Abdullah Öcalan'ı yakından tanıdığını ifade eden Selim Çürükkaya, Öcalan'ın kendisini denetleyenlerin isteği doğrultusunda politika yaptığını söyleyerek, "Abdullah Öcalan kimlerin denetimindeyse, onların isteği doğrultusunda politika yapan bir insandır. Onun 30 yıldır yaşamını, düşüncelerini, söylediklerini dinleyenler, bilenler böyle olduğunu bilirler. Son 10 yıldır Türkiye ordusu İmralı'da hakimdi. Öcalan ordunun dümen suyunda politika yaptı. AKP ile Ergenekon mücadelesi neticesinde Ergenekon, şu an Türkiye'de gerilemiştir, AKP İmralı üzerinde hakimiyet sağlamıştır ve Öcalan AKP'nin dediğini yapmaya başlamıştır.

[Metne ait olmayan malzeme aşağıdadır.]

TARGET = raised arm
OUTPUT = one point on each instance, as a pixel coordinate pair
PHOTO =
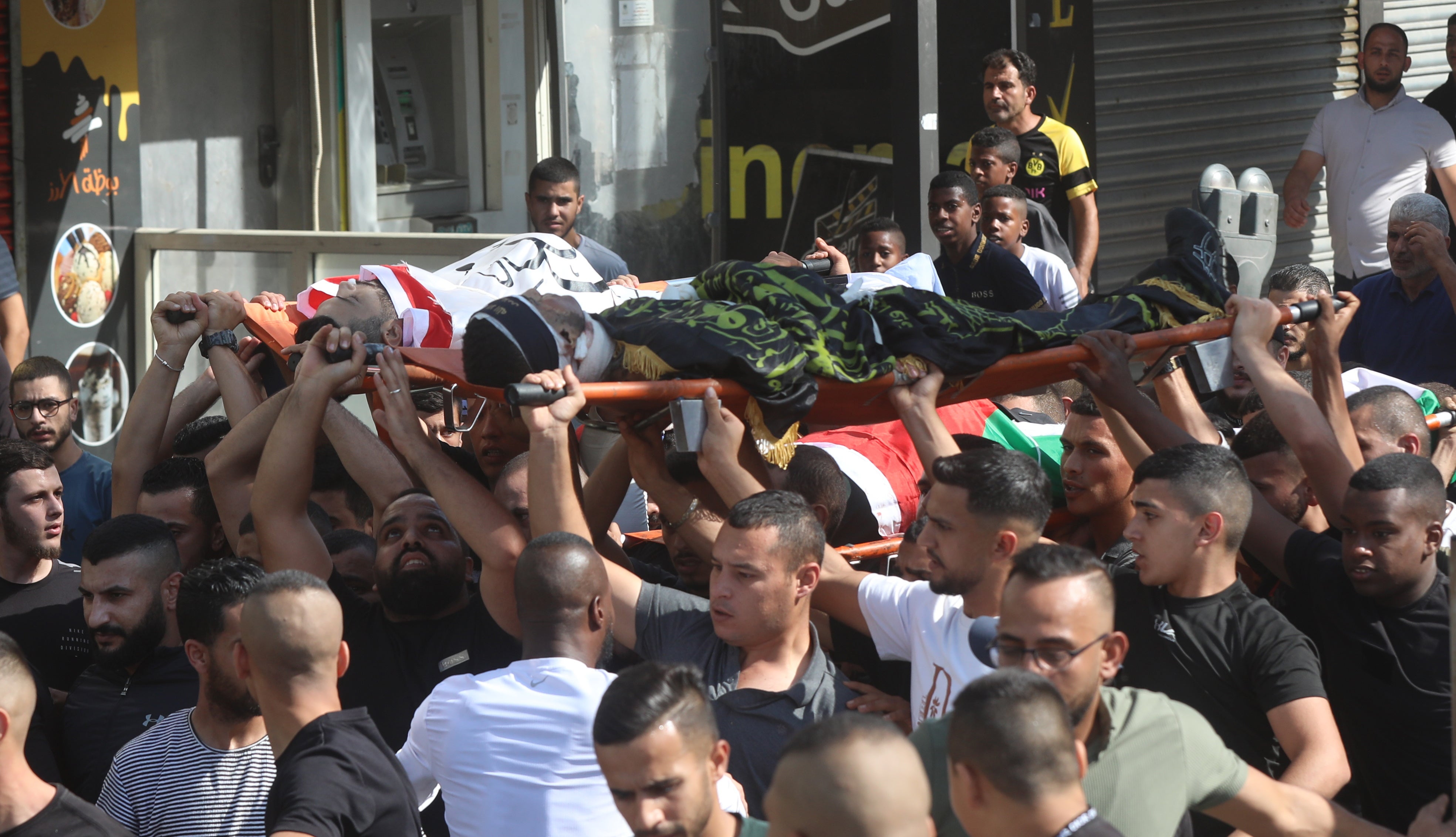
(915, 404)
(1322, 344)
(233, 463)
(280, 504)
(1296, 188)
(146, 423)
(471, 507)
(1294, 411)
(553, 488)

Bu süreç bunun bir ürünüdür" dedi.

"ÖCALAN İSTEDİKLERİNİ YAPTIRAMAZ, ORTAM MÜSAİT DEĞİL"
Abdullah Öcalan'ın örgüt üzerindeki etkisinin ne derece olduğu sorusu üzerine Çürükkaya, "Mutlaka etkisi vardır. Öcalan tutuklandıktan sonra dışarıda gerek basın, gerek devlet, gerek illegal güçler, gerek Öcalan'a bağlı olan kişiler, Öcalan'ın tek irade olduğu propagandasını 10 yıl, 15 yıl yaptılar ve Öcalan'ı bir nevi mit haline getirdiler. Binlerce ve milyonlarca insan imzayla iradesini Öcalan'a teslim etti ve şu anda da tek kişi olarak konuşuyor. Yaptıklarını yaptırabilir mi yaptıramaz mı onu göreceğiz. Bana göre fazla yaptıramaz. Ortam müsait değil" diye konuştu.
AK Parti hükümetinin örgütü parçalamaya karar verdiğini söyleyen Selim Çürükkaya, "Barış sürecinden umutlu değil misiniz?" sorusuna, "Ben gerçek bir barışın olmasını istiyorum ama gerçek bir barışın, Kürt halkının temsilcileriyle Türkiye hükümetinin görüşmeleri sonucunda olabileceğine inanıyorum" cevabını verdi.